В темноте наши похитители казались похожими — большими, темными, угрожающими, но при свете очага многие растеряли зловещесть облика. Обычные мужики, щетинистые, растрепанные, усталые. Только вот одежда их не кажется обычной: штаны, заправленные в сапоги, мало похожи на джинсы или спортивки; мятые рубахи и кожаные длинные безрукавки со шнуровкой тоже выглядят экзотично. Да и прически этих неприятных товарищей, мягко говоря, не современны: неровно обрезанные волосы лезут в лицо, свисают сальными сосульками или, в лучшем случае, перехвачены кожаным ремешком.
Только двое выглядели более-менее опрятно — Зен да хозяин дома. Оба плечисты, но Зен молод, высок и поджар, а хозяин дома приземист и коренаст, и выглядит на лет пятьдесят.

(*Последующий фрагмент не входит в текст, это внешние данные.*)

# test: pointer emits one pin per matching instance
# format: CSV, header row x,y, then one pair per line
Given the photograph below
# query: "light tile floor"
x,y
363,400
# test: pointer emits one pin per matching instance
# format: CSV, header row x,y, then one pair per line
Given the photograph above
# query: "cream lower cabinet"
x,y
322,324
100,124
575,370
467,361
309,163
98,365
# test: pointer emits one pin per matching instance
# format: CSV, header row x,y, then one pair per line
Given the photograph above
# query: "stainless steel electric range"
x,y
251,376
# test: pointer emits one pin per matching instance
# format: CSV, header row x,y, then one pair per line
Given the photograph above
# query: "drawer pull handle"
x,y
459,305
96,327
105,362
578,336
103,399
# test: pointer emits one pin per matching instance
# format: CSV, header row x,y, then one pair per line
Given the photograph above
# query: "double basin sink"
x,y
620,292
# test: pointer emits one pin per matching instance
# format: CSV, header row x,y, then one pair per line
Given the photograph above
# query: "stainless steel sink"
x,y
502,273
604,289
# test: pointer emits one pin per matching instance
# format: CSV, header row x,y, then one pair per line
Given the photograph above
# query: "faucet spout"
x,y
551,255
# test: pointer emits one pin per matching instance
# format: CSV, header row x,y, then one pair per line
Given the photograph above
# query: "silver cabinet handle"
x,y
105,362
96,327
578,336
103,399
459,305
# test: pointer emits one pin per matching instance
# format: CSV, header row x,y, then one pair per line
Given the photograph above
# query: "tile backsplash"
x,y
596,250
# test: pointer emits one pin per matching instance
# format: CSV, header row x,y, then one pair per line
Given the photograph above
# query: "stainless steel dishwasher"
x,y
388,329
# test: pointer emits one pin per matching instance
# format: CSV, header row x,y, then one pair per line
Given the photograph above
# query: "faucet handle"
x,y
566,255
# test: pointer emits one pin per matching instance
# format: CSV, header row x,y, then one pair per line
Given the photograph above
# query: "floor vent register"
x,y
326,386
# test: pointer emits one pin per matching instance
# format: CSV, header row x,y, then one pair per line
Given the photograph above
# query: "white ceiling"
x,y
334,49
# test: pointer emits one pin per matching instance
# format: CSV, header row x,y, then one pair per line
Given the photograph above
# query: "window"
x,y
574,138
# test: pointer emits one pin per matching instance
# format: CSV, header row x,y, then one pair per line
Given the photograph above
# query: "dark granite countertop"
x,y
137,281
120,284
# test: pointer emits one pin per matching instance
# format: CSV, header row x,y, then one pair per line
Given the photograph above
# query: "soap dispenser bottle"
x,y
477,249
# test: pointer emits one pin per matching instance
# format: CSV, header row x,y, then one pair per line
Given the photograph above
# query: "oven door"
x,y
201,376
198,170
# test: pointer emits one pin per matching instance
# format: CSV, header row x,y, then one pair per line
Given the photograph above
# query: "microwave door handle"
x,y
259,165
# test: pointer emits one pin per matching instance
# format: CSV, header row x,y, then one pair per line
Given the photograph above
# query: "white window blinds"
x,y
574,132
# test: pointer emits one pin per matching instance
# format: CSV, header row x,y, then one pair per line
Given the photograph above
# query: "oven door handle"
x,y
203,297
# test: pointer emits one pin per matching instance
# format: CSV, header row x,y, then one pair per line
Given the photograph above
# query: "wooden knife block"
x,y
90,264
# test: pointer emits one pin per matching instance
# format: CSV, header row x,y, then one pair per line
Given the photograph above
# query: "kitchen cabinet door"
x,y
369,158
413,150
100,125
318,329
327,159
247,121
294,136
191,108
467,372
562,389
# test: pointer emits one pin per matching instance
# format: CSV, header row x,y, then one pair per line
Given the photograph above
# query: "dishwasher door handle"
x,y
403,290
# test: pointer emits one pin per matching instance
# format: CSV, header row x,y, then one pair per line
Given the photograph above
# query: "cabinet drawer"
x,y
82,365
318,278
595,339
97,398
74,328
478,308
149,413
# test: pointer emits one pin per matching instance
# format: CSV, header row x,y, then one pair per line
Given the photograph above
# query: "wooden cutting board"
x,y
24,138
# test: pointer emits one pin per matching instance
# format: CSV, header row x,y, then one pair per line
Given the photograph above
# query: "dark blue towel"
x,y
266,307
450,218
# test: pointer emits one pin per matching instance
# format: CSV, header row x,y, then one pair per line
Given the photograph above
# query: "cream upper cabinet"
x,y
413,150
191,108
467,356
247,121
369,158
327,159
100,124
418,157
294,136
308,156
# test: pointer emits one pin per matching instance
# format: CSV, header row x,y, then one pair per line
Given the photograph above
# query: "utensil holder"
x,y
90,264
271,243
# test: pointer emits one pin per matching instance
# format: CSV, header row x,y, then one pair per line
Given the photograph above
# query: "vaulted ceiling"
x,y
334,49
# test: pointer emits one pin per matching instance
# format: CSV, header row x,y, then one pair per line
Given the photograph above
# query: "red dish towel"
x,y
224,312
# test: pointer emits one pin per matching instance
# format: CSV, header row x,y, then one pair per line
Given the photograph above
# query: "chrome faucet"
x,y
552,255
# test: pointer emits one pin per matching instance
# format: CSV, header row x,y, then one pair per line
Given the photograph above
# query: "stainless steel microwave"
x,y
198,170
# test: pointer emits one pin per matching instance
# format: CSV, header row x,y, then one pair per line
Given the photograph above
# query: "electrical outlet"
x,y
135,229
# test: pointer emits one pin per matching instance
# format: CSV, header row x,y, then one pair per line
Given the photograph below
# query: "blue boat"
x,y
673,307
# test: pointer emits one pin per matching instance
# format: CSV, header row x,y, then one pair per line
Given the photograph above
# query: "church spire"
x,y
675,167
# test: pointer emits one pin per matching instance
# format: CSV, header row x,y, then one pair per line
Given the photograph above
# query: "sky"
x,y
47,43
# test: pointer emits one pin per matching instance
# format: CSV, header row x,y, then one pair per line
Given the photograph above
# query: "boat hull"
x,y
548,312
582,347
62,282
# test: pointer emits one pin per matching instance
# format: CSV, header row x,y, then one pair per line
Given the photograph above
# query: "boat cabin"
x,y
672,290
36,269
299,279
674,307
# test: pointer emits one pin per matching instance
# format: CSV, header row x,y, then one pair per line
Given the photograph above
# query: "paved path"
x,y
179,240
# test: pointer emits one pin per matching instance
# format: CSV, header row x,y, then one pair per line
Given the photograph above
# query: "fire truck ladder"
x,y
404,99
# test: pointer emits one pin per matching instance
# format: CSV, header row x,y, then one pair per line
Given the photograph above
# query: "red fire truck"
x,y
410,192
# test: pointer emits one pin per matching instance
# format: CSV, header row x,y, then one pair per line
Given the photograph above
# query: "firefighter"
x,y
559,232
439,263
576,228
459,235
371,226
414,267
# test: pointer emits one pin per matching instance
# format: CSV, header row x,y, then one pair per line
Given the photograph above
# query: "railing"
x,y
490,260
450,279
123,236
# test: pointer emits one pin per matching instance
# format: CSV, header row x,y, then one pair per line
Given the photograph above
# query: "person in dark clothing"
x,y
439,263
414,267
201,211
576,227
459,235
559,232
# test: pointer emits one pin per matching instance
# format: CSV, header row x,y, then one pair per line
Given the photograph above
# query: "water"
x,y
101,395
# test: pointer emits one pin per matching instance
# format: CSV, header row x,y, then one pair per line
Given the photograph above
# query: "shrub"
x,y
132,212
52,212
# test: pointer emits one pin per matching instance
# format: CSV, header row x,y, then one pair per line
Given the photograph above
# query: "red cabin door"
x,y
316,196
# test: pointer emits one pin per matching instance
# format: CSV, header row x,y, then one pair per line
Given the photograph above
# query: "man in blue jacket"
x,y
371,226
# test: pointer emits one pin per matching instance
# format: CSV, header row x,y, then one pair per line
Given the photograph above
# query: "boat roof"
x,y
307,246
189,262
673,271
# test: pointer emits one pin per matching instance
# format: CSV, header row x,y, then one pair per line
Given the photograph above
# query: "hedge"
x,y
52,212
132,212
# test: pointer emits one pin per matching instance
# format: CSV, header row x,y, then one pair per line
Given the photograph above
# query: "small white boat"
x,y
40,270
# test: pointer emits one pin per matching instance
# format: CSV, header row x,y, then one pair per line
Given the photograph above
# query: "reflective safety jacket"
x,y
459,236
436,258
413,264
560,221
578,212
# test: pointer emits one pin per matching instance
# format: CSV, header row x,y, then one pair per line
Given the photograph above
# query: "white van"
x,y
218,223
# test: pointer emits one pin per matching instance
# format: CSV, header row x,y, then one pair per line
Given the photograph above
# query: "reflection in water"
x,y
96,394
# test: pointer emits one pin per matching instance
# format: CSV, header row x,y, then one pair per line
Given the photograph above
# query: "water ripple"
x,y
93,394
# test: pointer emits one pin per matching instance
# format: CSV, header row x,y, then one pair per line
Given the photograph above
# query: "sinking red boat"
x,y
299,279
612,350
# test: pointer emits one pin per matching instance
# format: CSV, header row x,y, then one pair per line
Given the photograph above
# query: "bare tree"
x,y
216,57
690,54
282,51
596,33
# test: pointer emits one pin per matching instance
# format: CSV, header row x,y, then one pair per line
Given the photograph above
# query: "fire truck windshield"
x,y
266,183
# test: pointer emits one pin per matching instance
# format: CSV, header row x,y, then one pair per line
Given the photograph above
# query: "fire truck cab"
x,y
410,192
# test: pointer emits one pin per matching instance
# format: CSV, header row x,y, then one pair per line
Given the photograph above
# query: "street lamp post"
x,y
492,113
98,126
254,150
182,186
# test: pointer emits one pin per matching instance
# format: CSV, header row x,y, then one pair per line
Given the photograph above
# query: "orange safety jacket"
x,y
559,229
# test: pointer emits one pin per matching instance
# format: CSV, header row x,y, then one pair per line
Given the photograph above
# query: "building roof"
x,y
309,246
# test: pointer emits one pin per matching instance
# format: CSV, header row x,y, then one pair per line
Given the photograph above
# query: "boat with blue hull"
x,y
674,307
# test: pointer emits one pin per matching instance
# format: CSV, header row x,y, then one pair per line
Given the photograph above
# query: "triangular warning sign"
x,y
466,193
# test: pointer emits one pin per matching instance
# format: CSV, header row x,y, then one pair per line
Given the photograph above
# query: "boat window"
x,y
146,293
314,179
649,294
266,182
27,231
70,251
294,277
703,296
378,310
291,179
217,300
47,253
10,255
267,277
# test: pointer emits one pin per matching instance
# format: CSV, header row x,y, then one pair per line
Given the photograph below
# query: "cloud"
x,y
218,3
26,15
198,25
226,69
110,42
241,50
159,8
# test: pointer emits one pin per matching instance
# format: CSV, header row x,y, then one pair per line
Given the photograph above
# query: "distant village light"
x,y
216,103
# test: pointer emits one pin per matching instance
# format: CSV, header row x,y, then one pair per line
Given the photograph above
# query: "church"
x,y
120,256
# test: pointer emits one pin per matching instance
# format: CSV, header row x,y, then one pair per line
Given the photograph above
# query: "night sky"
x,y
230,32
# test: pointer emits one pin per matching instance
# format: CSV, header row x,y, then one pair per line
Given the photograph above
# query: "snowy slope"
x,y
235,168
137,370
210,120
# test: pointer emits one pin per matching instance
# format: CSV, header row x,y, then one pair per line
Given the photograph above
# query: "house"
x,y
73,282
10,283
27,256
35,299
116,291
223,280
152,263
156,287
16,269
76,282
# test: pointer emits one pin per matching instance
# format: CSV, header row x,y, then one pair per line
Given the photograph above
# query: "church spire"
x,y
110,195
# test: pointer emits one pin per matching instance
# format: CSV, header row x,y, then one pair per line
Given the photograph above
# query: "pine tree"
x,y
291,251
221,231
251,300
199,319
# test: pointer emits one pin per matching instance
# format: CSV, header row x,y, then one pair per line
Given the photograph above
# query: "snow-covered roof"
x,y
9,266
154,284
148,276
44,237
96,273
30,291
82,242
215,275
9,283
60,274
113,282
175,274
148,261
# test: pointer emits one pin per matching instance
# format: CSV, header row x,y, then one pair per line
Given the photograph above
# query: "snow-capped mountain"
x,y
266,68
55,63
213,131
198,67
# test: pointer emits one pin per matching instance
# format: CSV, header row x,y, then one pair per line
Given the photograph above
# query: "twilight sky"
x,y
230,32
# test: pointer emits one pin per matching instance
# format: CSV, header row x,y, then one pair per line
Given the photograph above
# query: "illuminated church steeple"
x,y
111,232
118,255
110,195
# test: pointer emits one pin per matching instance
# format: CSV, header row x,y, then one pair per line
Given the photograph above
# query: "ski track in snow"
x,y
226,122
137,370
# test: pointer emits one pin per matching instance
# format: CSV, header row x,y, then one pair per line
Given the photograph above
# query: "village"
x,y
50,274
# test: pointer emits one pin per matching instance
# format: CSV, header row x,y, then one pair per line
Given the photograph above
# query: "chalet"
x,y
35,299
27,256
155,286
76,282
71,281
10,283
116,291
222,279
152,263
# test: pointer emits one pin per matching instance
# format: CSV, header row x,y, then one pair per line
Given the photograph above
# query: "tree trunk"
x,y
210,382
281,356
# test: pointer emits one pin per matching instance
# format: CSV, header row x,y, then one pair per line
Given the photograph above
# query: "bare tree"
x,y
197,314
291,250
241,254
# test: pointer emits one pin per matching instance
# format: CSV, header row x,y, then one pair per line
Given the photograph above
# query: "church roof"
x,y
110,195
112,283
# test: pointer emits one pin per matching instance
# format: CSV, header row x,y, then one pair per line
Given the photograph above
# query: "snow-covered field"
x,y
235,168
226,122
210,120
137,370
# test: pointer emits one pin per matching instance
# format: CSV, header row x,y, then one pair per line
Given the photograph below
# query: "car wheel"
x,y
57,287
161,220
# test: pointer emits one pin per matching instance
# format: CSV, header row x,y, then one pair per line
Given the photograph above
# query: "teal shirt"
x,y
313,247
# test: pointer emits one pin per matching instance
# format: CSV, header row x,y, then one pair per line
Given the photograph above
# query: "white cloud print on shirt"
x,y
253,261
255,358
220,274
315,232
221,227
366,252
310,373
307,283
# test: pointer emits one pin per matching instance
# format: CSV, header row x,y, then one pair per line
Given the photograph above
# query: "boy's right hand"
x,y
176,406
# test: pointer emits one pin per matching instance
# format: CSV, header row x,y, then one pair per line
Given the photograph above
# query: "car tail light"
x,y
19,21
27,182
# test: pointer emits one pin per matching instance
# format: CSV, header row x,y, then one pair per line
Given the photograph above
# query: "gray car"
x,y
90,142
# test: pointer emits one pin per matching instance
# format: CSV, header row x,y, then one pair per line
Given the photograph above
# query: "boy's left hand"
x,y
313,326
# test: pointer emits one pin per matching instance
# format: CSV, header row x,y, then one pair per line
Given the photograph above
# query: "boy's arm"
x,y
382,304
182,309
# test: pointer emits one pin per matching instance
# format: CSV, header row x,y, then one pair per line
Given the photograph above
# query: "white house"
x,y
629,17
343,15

В разговоре снова прозвучало слово «мэзы», и хозяин дома подошел к занавеске. Заглянув за нее, он произнес несколько слов, и только тогда я поняла, что в доме, помимо нас с Леной, есть еще одна женщина. Я скорее угадала, чем услышала ее голос. Зен кивнул мужику, присматривающему за нами, и он провел нас за занавеску, в угол, где умещались кровать и ящик.
На кровати сидела женщина; при нашем появлении она опустила голову. На плечах темная шаль, голова покрыта платком, темно-коричневое платье со шнуровкой выглядит потрепанным. На худом морщинистом лице желтеют синяки.
«Ее били», — в ужасе подумала я.
Пораженная этой встречей сильнее, чем встречей с волком, я посмотрела на Лену. В ее глазах плескался страх.
Зен одернул занавеску, чтобы нас не могли видеть другие, и легонько толкнул Ленку на кровать; женщина в платке тут же освободила место и встала. Желтоглазый связал ноги Ленке, не обращая внимания на ее «ш-ш-ш» и «ой», затем то же самое проделал со мной. Поднявшись, он окинул нас предостерегающим взглядом, а затем выразительно поглядел на хозяина дома. Немой диалог был короток; нас оставили в закутке на попечение женщины в синяках.
Та, поправив платок, неслышно вышла из-за занавески и быстро вернулась с миской и ложкой. Наклонившись к Ленке, она улыбнулась и ласково что-то проговорила; ее обращение началось со слова «мэза».
— Они не хотят развязывать нам руки, поэтому она сама будет нас кормить, — шепнула я.
— Думаешь, это можно есть? — так же, шепотом, спросила Лена.
— Не можно, а нужно. После того как мы отмерзли в лесу, самое время поесть чего-нибудь горяченького.
Женщина непонимающе нахмурилась, переводя взгляд с моего лица на Ленкино. Затем зачерпнула содержимое миски ложкой и поднесла ко рту девушки. Лена вздохнула, посмотрела на ложку с таким видом, словно в ней болотная жижа, и, решившись, открыла рот.